First, the four locking parts on the double-locking member 13 are inserted in the temporary locking holes 21 on each end of the corresponding insulated housing 11 as a standard step which enables electrical contacts 30 to be inserted in the contact housing chambers 10. The first locking member 22 on the double-locking member 13 locks onto the locking pawl 23 of the insulated housing 11 and the double-locking member 13 is set at the temporary locking position. In this position, the partitions 18 of the insulated housing 11 and the partitions 17 of the double-locking member 13 are arrayed on the same flat surface and the electrical contacts 30 which are inserted through the openings 16 of the double-locking member 13 can be guided smoothly in the direction of arrow A.In the present invention, the partitions 18 of the insulated housing 11 also extend longer in the direction of double-locking member 13 than the conventional one. This makes the spaces between the corresponding partitions 17 and 18 in the temporary locking position extremely small. As a result, electrical contacts 30 can be inserted quite smoothly without any problems arising such as the front end making contact with the end part of the partitions 18 of the insulated housing 11 and the back end of the electrical contacts 30 becoming caught between both partitions 17 and 18 when the electrical contacts 30 are inserted. Length B of the partitions 17 of the double locking member 13 is reduced by approximately 50% compared to the conventional unit. This makes it possible to upgrade the operability when the doublelocking member 13 is used.When there is a so-called "incompletely inserted electrical contact" as when insertion of the electrical contact 30 is stopped halfway in the condition indicated in Figure 3A, the end surfaces of both partitions 17 and 18 make contact with each other since partition 17 makes contact with the double-locking barrel.of the electrical contact 30 even if the double-locking member 13 is pushed in the direction of the arrow A and the double-locking member 13 is not inserted into housing 11 any further.

Next, when the double-locking barrel 33 of the electrical contact 30 passes through the partition 18 of the double-locking member 13, the double-locking member 13 is lowered only to the extent which corresponds to the thickness of this partition 18 relative to the insulated housing, as indicated in Figure 3B.
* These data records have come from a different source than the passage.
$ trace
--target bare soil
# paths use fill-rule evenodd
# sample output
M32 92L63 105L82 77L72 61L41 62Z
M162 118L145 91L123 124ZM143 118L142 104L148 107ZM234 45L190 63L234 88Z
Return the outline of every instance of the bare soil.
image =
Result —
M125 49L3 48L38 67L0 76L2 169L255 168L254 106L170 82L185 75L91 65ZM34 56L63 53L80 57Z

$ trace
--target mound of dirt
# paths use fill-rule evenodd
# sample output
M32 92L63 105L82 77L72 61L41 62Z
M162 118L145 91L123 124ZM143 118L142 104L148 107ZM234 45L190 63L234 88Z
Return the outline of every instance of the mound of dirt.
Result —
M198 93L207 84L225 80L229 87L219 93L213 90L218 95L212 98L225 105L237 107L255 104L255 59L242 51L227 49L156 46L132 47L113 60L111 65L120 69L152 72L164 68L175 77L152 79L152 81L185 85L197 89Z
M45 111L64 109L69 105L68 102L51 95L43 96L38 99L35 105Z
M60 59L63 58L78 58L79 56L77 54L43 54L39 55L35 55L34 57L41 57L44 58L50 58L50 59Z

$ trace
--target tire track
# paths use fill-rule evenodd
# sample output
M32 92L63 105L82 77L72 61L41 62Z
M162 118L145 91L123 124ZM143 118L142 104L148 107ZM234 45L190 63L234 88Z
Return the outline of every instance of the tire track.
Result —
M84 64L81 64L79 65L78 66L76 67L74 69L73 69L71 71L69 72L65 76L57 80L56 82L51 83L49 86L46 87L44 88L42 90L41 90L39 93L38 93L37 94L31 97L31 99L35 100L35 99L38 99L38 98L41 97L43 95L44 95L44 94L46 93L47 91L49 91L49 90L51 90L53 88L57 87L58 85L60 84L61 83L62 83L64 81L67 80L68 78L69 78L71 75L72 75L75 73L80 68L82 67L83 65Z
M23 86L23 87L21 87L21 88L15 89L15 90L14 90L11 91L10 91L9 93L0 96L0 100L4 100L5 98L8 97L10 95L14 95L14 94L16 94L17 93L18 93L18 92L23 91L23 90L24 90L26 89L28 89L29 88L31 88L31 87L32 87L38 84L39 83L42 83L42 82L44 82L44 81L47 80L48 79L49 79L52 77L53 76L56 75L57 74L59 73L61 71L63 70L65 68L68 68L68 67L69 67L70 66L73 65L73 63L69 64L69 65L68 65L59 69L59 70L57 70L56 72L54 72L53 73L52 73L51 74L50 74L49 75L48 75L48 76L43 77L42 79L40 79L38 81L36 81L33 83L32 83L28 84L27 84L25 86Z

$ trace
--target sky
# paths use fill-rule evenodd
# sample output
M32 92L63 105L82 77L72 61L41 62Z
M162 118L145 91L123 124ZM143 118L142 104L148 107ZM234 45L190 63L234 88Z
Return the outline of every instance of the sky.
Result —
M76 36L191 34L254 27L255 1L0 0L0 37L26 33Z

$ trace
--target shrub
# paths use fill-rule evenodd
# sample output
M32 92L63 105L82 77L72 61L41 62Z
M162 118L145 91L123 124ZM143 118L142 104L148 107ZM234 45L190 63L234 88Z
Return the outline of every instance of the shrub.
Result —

Then, when the double-locking member 13 is pushed in the direction indicated by arrow A, the upper surface of the partitions 17 of the double-locking member 13 brushes against the lower surface of the partitions 18 of the insulated housing 11 as the double-locking member 13 is moved within the insulated housing 11. When this double-locking member 13 is shifted, the front end of the partitions 17 pushes the back end of the doublelocking barrel 33 of the electrical contacts 30 and the electrical contacts 30 which are completely inserted in electrical contact housing chambers 10 as indicated in Figure 3C. At this time, the locking pawl 23 of the insulated housing 11 locks onto a second locking 24 of the double-locking member 13 and the double-locking member is locked at the principal locking position.

The double locking-type electrical connector of the present invention is not limited to the practical example described above and a variety of modifications of it are possible. For example, the partitions of the insulated housing are not extended in the direction of the double locking member farther than the conventional unit and the partitions of the double-locking member may be extended in the direction of the insulated housing.

If the double locking-type electrical connector of the present invention is used, the space between both the partitions in the. insulated housing and the doublelocking member is essentially eliminated so that the electrical contacts can be inserted quite smoothly in the electrical contact housing chambers in the temporary locking position of the double-locking member.

Claims (4)

CLAIMS:

1. An electrical connector comprising: an insulated housing having contact-receiving chambers formed by first partitions in which electrical contacts are to be disposed; a locking member having openings formed by second partitions; and latch means on said housing and said locking member mounting said locking member in a first position on said housing so that said first partitions and said second partitions are in alignment thereby permitting smooth insertion of the contacts through the openings and into the contact-receiving chambers.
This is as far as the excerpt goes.